Point nodeIndex = tempNode.index; // get element index 
if (nodeIndex == goal){ // found the path to goal
    return tempNode.distance;
    }

int newX, newY; //indices for neighborhood node
for(int i = -1; i < 2; i++) //for every neighborhood element 
    {
    newY = nodeIndex.y+1; //new row
    newX = nodeIndex.x+i; //new col

This is a proper nightmare to read. Again if you need to comment the variables, choose better names. Trust me, you'll save more time when you debug the code that you spend writing slightly longer names.

Instead of int newY, newX you should just have Point newPosition. Would simplify lots when addressing the images.

This:

     // this constrains the expansion within a diamond shape, since only certain neighboring nodes are allowed 
    if (newY <= floor(image.rows/2) && (newX >= source.x-newY && newX <= source.x+newY) || //upper half 
    (newY > floor(image.rows/2) && (newX >=source.x-(goal.y-newY) && newX <=source.x+(goal.y-newY))))   // lower half 
        {

piece of readability massacre kept me from reviewing this code for a few days.

Lets, start with floor(image.rows/2). First of image.rows is an integer type so the division by 2 will always truncate towards zero, as the size is always positive this is exactly the same behavior as removing the call to floor.

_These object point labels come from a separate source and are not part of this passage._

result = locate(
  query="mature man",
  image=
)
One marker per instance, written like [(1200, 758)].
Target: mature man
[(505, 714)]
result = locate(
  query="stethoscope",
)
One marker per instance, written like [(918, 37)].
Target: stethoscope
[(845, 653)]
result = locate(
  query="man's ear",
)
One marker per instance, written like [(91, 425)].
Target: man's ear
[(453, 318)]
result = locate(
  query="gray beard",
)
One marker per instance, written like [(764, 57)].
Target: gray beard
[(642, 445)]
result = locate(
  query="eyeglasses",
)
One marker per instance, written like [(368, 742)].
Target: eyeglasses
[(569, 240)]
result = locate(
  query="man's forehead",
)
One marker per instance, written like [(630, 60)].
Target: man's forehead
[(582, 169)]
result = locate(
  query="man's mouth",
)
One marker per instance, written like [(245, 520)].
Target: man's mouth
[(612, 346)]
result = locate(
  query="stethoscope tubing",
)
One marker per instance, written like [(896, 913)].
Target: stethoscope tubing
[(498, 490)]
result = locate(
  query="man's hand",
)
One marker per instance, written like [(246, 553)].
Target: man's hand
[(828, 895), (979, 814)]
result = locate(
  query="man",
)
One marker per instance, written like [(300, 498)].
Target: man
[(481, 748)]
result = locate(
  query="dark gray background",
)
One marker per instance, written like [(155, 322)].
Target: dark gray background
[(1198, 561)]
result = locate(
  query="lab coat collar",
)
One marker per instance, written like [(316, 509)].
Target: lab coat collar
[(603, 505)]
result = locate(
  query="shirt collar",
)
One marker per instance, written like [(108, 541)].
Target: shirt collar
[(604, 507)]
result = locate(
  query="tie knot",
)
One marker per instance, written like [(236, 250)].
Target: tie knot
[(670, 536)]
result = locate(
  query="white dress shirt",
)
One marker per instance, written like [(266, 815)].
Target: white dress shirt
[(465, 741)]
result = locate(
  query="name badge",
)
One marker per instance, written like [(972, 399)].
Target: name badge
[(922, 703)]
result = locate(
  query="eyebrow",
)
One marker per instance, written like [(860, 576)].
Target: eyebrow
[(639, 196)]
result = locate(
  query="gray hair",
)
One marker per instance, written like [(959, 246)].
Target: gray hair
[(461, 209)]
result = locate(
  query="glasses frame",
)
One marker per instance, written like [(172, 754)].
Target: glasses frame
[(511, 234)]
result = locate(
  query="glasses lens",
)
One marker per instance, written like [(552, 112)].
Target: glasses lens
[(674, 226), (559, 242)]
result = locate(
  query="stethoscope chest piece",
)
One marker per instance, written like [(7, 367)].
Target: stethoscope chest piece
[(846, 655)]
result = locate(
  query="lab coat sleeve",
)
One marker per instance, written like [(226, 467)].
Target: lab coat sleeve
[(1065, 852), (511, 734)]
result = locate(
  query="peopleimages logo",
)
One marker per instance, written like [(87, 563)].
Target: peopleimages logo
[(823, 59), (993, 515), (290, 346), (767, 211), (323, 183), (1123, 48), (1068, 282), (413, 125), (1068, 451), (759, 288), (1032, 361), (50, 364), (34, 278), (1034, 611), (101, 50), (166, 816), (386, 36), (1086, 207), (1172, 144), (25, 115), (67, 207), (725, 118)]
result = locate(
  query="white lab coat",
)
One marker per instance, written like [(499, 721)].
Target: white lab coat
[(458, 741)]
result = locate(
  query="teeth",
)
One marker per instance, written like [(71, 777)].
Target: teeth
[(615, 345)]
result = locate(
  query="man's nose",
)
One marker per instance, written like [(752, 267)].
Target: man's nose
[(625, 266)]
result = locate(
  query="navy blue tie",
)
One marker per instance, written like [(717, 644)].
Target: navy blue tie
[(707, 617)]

What you are actually doing is:

1. dividing by two (automatic floor here)
2. convert to float
3. call floor
4. convert newY to float
5. compare newY to result of 3.

If you just remove the floor the result will be exactly the same but the steps will reduce to:

1. divide by two (automatic floor here)
2. compare newY to result of 1.

Now after much head scratching I have managed to decipher that you limit the search to a diamond (rhomb) shape with the apex and nadir at the start and end points. The rhomb has two lines making a hat shape at the top, which the point must be below to be inside and then two lines making v shape at the bottom which the point must be above to be inside.

The code can then be expressed in a much more readable form as:

const bool insideULEdge = (source.x - newX) >= -newY;
const bool insideUREdge = (source.x - newX) <=  newY;
const bool insideLLEdge = (goal.x - newX) >= image.rows - newY - 1;
const bool insideLREdge = (goal.x - newX) <= image.rows - newY - 1;
const bool insideDiamond = insideULEdge && insideUREdge && insideLLEdge && insideLREdge;
if(insideDiamond && rect.contains(Point(newX, newY)){

(note that goal.x == source.x so the above would simplify further.)

This should be extracted into a function called bool isInsideSearchSpace(const Point& start, const Point& end, const Mat& image).

Performance

You have implemented the Dijkstra's method wrong. You are visiting nodes more frequently than you have to. Please read the algorithm here: Dijkstra's algorithm.

You need to keep track of visited nodes separately from the distance to each node.